Presurgical imaging for appendicitis needed for young women, but not men

CHICAGO - Young males do not require imaging to accurately diagnosis acute appendicitis, but young women require imaging with ultrasound, according to a new evidence-based multimodality algorithm developed by researchers at Boston University Medical Campus in Massachusetts.

In an oral presentation Monday at the 90th scientific assembly and annual meeting of the Radiological Society of North America (RSNA), lead author Dr. Sarah Bixby said that clinical evaluation alone has a 92% accuracy rate in young males, thus "young men can be sent straight to surgery without imaging."

A similar accuracy, 92%, is associated with ultrasound evaluation in young women she said. But for older men and women or "very thin patients," imaging with computed tomography (CT) is the best choice, she said.
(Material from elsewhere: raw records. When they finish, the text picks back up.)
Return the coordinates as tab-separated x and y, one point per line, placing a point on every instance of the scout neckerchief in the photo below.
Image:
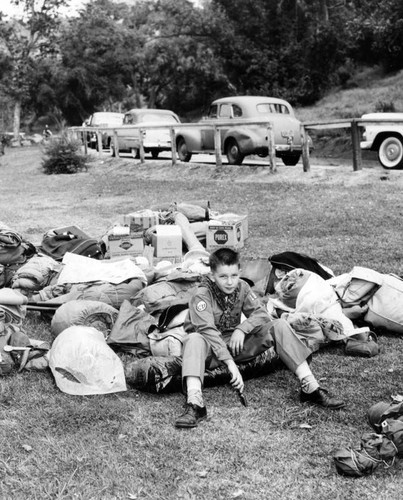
225	302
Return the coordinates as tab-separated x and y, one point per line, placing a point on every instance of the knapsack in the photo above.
14	249
57	245
14	252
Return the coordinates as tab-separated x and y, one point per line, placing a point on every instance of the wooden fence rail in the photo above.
354	124
81	131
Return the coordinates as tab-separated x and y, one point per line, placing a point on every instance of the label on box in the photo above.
230	218
138	221
224	235
167	241
125	245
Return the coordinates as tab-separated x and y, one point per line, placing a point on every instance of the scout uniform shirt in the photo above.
205	314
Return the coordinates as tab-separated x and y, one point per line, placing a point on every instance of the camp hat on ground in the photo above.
381	411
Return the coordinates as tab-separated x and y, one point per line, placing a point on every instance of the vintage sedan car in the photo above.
155	140
385	138
98	120
244	139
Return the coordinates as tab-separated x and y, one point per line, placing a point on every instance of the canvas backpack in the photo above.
57	245
14	252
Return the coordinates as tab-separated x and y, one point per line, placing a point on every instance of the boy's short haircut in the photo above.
224	257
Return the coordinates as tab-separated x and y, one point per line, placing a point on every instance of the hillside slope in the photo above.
368	91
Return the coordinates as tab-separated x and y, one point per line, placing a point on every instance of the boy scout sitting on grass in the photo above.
217	335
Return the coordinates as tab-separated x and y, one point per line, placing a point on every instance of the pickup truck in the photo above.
155	140
99	120
385	138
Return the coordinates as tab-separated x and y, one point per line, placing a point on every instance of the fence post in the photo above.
355	138
272	148
99	142
173	145
85	142
116	143
141	145
217	146
305	150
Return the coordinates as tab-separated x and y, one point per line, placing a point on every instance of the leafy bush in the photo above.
63	156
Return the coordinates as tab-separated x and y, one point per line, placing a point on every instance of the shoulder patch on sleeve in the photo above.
201	305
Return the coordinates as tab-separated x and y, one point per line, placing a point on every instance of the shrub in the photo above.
63	156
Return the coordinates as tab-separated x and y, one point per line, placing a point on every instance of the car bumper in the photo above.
366	144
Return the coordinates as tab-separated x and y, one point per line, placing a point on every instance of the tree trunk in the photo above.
17	120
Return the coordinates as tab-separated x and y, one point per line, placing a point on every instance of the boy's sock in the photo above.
306	377
309	384
195	396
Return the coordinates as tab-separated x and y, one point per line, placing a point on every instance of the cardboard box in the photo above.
223	234
143	219
231	218
167	241
121	246
71	230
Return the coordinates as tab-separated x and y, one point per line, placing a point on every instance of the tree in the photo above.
25	41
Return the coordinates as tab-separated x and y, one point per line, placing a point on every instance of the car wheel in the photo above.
182	149
234	155
291	160
390	153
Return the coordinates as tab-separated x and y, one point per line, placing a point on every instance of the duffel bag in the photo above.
385	307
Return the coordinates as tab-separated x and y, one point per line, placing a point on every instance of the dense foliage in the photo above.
62	155
180	54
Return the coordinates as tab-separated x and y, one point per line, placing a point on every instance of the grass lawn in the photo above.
124	446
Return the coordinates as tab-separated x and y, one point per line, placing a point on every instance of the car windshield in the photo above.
107	119
271	107
155	117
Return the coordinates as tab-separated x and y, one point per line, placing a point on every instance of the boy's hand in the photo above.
236	377
236	342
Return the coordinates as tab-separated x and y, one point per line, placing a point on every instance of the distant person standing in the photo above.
3	142
46	132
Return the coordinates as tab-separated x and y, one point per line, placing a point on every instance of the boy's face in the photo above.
226	277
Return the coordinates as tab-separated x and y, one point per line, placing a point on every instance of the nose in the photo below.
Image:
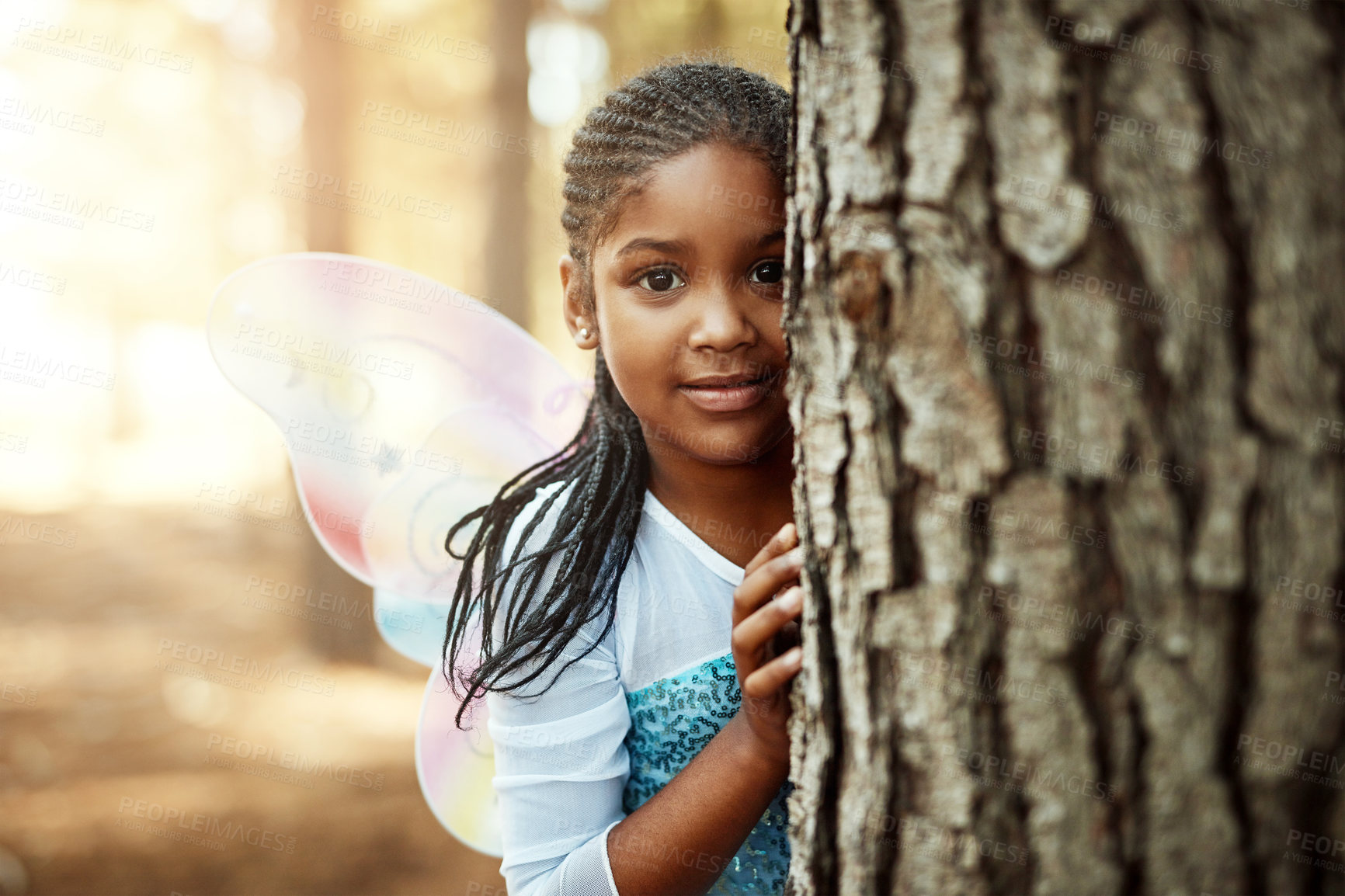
720	321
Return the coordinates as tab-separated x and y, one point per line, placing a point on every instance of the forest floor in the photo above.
123	769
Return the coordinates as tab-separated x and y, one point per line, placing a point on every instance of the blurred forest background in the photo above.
148	150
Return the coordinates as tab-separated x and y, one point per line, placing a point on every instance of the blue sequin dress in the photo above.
641	700
672	721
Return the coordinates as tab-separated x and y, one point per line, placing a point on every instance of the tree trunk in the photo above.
1067	334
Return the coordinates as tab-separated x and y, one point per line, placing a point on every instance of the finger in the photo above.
780	543
764	583
768	679
756	630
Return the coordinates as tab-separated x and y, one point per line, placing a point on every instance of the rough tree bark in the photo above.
1067	317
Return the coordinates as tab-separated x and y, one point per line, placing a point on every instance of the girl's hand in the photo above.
759	626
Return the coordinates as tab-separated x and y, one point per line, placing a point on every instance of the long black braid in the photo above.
650	119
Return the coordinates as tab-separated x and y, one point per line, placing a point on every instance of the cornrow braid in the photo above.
652	117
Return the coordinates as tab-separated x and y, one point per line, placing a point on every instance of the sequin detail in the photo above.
672	721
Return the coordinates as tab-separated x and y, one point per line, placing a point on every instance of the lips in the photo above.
724	382
727	393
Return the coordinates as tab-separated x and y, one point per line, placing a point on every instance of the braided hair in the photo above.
652	117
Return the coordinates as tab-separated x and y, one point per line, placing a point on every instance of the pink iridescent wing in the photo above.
404	404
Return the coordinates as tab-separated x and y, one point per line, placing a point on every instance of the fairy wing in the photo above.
404	404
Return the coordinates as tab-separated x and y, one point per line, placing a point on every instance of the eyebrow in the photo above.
670	246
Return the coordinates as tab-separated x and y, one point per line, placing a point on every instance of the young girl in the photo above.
631	576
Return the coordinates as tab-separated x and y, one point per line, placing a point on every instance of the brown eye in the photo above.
768	272
661	280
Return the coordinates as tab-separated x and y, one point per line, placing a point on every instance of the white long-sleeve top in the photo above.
622	721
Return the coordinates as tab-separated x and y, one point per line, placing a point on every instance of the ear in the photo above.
572	283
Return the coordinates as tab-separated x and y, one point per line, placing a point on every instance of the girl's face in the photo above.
689	287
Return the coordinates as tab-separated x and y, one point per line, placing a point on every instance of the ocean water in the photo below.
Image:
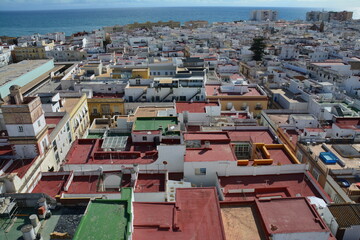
19	23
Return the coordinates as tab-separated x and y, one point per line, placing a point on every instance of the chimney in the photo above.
15	95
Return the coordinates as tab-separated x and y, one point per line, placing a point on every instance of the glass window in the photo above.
200	171
242	151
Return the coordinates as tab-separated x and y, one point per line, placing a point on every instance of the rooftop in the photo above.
216	152
150	183
289	215
347	215
242	222
349	161
253	92
88	151
267	186
193	107
105	219
154	123
13	71
194	215
255	136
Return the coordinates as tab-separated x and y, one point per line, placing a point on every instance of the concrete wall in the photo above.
27	77
303	235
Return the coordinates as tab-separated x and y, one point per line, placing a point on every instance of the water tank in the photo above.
34	220
28	232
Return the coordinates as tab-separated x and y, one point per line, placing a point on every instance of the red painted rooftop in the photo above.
290	215
216	152
19	166
195	215
107	95
284	185
279	156
193	107
256	136
205	136
253	92
83	184
235	115
150	183
88	151
51	185
314	130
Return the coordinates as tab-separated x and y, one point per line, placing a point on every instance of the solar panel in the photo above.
116	143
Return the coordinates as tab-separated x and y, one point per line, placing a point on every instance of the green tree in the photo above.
257	48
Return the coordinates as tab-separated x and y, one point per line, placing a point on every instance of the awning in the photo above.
166	81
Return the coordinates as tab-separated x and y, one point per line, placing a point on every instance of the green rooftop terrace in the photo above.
107	219
155	123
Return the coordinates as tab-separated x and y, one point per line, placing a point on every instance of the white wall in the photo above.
28	129
303	235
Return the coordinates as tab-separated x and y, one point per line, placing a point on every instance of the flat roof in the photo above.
242	222
290	215
284	185
19	166
207	136
51	185
194	215
13	71
193	107
256	136
150	183
290	97
104	219
216	152
349	162
347	215
154	123
88	151
209	89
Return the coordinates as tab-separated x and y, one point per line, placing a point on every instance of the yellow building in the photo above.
79	116
31	52
255	99
141	73
105	105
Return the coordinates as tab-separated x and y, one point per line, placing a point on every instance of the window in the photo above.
299	156
315	173
69	137
242	151
57	157
55	145
200	171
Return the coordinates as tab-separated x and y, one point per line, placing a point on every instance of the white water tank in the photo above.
34	220
28	232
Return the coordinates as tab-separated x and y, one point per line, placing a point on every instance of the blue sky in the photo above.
81	4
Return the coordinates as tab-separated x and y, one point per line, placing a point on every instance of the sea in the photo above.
21	23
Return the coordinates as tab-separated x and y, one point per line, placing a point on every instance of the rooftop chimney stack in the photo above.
16	95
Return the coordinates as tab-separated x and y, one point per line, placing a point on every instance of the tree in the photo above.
257	48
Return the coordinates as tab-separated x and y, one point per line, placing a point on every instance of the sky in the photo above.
5	5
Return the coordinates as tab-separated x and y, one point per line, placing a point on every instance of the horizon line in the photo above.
127	7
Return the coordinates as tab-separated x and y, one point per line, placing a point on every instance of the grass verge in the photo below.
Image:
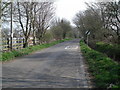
105	71
16	53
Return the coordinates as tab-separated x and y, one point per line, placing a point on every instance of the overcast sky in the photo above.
68	8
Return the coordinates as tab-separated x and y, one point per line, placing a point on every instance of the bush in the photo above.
113	51
105	71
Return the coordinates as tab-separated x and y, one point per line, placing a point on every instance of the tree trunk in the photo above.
25	43
34	38
118	39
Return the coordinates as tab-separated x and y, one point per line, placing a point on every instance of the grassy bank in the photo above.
105	71
12	54
112	50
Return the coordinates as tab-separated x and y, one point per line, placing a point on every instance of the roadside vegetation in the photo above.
6	56
99	27
105	71
111	50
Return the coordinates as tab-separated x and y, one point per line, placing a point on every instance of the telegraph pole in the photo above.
11	27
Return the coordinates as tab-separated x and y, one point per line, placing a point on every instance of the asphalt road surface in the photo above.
59	66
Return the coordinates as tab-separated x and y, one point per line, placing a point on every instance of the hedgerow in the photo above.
6	56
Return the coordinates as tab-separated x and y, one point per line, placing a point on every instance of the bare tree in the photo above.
25	15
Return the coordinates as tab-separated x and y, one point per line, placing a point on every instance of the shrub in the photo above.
105	71
112	51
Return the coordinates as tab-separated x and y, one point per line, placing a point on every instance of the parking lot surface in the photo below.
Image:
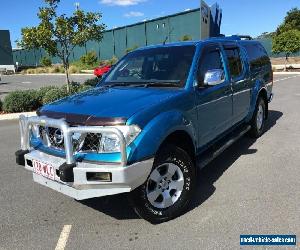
10	83
252	188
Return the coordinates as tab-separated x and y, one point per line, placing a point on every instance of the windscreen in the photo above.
155	65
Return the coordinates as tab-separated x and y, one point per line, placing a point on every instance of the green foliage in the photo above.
131	49
42	92
82	88
54	95
287	37
46	61
113	61
186	38
89	58
91	82
266	35
291	21
287	42
21	101
58	33
74	86
30	100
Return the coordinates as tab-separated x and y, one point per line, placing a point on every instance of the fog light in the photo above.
98	176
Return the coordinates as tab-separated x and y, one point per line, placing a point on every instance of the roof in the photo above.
196	42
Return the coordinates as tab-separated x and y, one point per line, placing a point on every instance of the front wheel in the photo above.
168	190
258	119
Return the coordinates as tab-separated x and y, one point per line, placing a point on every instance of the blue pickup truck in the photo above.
159	115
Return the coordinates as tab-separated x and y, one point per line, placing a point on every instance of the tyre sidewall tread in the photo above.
169	154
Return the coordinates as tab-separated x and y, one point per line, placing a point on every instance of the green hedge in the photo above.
21	101
92	82
30	100
54	95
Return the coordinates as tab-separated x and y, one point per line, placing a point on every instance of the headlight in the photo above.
110	143
35	131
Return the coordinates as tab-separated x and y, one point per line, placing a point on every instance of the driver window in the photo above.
210	59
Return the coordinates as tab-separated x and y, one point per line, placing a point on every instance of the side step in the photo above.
220	146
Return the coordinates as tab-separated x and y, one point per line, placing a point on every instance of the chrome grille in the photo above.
53	138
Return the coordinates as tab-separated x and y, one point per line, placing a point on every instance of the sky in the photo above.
247	17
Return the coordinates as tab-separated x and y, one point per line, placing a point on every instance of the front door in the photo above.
214	103
240	82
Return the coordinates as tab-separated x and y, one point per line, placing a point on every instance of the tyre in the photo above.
169	188
258	120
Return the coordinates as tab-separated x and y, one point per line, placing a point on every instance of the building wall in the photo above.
115	42
6	57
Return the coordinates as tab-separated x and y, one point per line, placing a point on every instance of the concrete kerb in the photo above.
15	116
286	73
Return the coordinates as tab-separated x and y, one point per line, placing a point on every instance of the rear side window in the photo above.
257	55
211	59
234	60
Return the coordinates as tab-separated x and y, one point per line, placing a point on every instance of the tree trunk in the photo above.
67	79
285	63
66	66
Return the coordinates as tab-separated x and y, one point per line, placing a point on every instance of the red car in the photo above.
100	71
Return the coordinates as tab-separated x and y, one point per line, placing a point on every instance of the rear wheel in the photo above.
168	190
258	119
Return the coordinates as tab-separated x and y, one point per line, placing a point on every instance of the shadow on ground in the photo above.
117	206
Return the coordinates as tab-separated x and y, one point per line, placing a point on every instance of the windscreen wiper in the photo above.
173	83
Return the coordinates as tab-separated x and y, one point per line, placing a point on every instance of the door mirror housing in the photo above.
213	77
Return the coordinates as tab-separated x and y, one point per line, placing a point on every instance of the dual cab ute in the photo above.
160	113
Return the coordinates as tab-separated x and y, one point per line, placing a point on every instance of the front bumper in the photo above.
71	176
124	179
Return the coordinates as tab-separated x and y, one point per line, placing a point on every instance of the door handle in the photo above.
227	91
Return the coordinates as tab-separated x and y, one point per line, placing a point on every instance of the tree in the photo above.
287	42
287	36
186	38
59	34
291	21
265	35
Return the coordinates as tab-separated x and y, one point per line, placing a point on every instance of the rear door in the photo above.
240	80
214	103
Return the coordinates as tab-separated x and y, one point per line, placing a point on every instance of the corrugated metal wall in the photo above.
115	42
6	57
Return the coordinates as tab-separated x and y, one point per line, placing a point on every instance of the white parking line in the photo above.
63	238
286	78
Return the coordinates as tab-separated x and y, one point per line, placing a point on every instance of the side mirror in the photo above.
213	77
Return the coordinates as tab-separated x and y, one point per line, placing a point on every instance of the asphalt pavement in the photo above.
252	188
10	83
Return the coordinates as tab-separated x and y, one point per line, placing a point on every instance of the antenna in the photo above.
77	4
167	37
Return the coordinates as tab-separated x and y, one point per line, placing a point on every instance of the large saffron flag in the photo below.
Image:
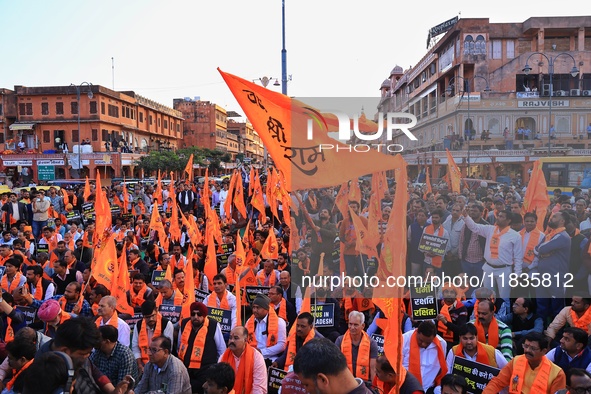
455	175
304	159
121	286
536	196
189	169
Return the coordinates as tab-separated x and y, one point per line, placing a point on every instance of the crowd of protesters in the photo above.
528	315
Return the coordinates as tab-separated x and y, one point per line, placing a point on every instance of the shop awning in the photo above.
22	126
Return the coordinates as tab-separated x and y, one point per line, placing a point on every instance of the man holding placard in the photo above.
201	343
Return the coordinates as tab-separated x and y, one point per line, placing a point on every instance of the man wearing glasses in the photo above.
164	372
153	325
530	373
201	343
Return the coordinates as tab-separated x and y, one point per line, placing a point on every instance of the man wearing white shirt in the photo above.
503	251
424	350
107	315
266	331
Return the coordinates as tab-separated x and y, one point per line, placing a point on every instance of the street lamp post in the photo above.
574	72
90	96
466	83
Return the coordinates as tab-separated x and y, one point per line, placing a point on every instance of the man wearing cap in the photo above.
201	343
248	364
151	326
266	331
107	315
52	315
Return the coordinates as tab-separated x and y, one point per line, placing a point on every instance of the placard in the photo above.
423	301
323	315
171	312
276	376
200	295
433	244
223	317
41	248
477	375
252	291
132	320
380	342
29	313
228	249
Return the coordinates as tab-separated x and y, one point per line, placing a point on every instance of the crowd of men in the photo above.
528	316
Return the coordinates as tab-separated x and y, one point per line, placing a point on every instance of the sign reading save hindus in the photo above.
433	244
423	301
323	315
477	375
223	317
275	378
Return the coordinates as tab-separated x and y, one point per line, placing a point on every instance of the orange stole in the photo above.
518	377
362	365
414	366
198	345
143	337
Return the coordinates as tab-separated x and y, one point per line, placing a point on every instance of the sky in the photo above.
171	49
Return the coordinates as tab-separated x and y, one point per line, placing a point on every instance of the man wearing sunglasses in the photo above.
201	343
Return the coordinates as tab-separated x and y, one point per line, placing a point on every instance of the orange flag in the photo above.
428	182
257	200
189	169
211	263
156	224
228	202
121	286
270	249
342	199
455	175
189	284
237	292
158	192
240	253
239	195
365	244
304	163
536	195
87	192
105	264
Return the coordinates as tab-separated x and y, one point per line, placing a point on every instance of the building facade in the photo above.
471	86
50	126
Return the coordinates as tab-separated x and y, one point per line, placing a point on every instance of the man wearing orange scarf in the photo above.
493	331
553	261
303	333
577	315
452	315
472	349
423	354
248	364
200	344
503	252
359	349
530	373
266	331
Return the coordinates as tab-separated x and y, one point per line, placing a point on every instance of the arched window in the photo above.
468	45
480	45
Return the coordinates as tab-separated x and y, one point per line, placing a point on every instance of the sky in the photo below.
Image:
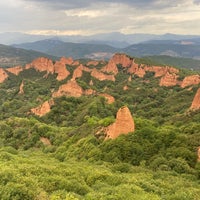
88	17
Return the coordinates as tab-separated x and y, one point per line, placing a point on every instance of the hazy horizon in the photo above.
62	17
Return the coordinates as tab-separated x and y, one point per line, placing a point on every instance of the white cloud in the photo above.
90	17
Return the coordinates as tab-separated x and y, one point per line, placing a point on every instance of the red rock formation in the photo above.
21	88
198	154
111	67
89	92
101	76
122	59
71	88
190	80
43	64
124	124
196	101
60	69
3	75
15	70
43	109
75	63
125	87
134	67
66	61
45	141
91	83
169	80
140	72
93	62
78	72
110	99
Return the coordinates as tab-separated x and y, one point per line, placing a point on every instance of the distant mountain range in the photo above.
114	39
164	49
11	56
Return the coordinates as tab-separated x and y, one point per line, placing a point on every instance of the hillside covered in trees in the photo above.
84	129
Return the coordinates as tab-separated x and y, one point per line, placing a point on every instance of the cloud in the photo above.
100	16
147	4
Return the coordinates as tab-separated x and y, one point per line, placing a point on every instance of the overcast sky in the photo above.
87	17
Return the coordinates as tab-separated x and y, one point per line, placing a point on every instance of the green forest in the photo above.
158	161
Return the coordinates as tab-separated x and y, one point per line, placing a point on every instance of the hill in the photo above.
10	56
85	129
180	53
164	48
76	50
187	63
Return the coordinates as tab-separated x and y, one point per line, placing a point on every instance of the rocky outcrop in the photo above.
42	64
123	125
71	88
3	75
78	72
66	61
140	72
190	80
89	92
91	83
110	99
15	70
196	101
43	109
134	67
60	69
198	154
111	67
125	88
93	62
75	63
21	88
169	80
101	76
122	59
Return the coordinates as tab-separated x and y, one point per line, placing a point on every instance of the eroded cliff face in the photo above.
43	109
196	101
61	70
198	154
169	80
101	76
111	67
21	88
122	59
15	70
3	75
71	88
110	99
123	125
42	64
93	62
66	61
190	80
78	72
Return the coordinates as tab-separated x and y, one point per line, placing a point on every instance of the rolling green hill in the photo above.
59	155
68	49
10	56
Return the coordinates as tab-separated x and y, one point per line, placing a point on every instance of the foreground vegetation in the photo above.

Pregnant women are generally a more difficult group to evaluate, and she noted that in the first or second trimester, ultrasound is a good choice for assessing abdominal pain. Later in pregnancy, however, magnetic resonance imaging is more reliable.

Dr. Bixby and colleagues developed the algorithm after analyzing data from 500 consecutive appendectomy patients: 295 men and 205 women. The age range of patients was 2 days to 86 years, and the mean age was 30. The patients were grouped by imaging modality or no imaging, and 27% (n = 135) had no imaging before surgery.

Ultrasound was used in 70 patients, and MRI was used in 15 patients. Most patients who had imaging studies were evaluated by CT (n = 280).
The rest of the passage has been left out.